Saturday, February 8, 2014

Winter 2014

A threshold I'm not so keen to cross. An article in the Tribune this morning said we adapt to the cold after constant exposure so that 30 degrees in November feels much worse than 30 degrees in February. Hmmph.
I'm trying to make the best of it by focusing on the good parts of a cold, snowy winter: hot chocolate, burrowing under thick blankets, escaping into a novel set in Jamaica or India, relishing comfort foods like mac and cheese, split pea soup, cassoulet. Given that 50% of that list involves high-calorie food, and that the weather is not conducive to exercise, it's no wonder the old jeans are a bit snug.
Nevertheless, there are a couple of things useful to the writer in these arctic days. I've been keeping a weather log because come July, I will have (blissfully) forgotten the details of things like ice around the inside of the front door, the shredded wheat dryness of my skin, and static electricity that jolts me every time I walk across the carpet in wool socks to touch a light switch.
There's also that intriguing theory of adaptability.
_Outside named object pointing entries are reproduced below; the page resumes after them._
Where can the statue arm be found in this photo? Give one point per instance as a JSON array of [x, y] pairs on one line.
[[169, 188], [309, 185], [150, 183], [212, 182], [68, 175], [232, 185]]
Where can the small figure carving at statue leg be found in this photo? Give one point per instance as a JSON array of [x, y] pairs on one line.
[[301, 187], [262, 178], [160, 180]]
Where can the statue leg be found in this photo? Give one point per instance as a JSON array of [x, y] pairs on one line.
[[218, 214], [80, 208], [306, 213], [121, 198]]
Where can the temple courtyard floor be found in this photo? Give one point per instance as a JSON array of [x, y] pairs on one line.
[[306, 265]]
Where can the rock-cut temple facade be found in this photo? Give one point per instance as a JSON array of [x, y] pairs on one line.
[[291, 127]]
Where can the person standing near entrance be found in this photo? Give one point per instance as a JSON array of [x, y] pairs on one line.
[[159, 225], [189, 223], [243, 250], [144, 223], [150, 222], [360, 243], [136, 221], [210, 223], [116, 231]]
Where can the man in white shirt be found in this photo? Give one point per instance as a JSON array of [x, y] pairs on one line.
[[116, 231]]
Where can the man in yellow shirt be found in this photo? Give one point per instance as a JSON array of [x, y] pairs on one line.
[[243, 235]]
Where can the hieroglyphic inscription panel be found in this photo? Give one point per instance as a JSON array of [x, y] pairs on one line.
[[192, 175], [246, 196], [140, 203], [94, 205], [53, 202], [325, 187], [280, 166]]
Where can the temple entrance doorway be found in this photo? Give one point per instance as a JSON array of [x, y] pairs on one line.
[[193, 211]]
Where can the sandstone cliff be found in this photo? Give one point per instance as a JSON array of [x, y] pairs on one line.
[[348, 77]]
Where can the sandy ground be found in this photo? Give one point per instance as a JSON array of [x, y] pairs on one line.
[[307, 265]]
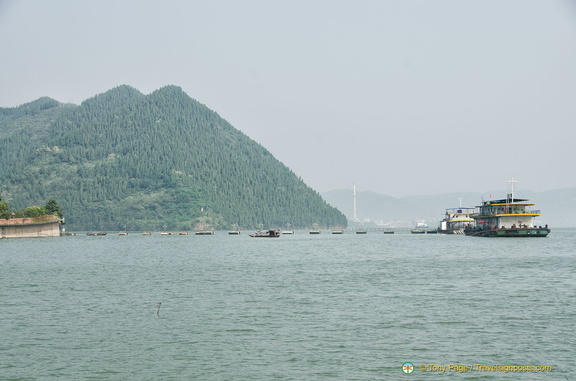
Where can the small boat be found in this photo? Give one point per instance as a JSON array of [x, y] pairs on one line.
[[507, 217], [270, 233], [420, 228], [455, 220]]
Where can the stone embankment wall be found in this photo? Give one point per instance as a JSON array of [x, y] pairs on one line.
[[43, 226]]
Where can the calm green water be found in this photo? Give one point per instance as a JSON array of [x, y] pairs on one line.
[[302, 307]]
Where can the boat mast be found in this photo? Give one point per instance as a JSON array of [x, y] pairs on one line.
[[354, 192], [511, 182]]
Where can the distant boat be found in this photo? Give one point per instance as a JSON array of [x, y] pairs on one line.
[[456, 220], [421, 228], [205, 232], [508, 217], [270, 233]]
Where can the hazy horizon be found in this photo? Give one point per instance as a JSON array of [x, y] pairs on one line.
[[401, 98]]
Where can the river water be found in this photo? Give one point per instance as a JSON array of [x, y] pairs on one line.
[[301, 307]]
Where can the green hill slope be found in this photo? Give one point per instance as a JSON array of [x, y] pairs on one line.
[[146, 162]]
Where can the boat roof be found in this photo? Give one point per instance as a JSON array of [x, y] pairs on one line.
[[507, 201]]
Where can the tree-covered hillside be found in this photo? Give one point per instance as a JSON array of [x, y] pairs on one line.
[[163, 160]]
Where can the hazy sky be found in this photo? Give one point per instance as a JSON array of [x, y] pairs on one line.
[[401, 97]]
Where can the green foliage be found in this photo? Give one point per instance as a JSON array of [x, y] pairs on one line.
[[148, 161], [52, 207]]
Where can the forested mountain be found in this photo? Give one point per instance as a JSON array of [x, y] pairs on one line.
[[158, 161]]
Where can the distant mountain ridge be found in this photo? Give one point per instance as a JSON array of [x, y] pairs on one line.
[[558, 207], [125, 160]]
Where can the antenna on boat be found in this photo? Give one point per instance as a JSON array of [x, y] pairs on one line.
[[511, 182], [354, 192]]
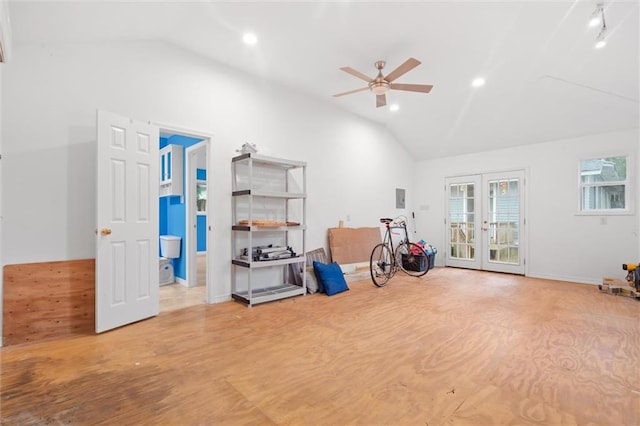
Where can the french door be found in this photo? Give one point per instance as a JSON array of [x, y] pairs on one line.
[[485, 222]]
In addition to frigid temperatures, what else do we become so inured to that it ceases to be something we view as problematic? We might have to shrug off the winter weather, but too much of the time it seems we just accept corrupt politicians, greedy corporate entities, a broken health care system, the disenfranchisement of large portions of our society . . . the list is endless, and the stories are limitless.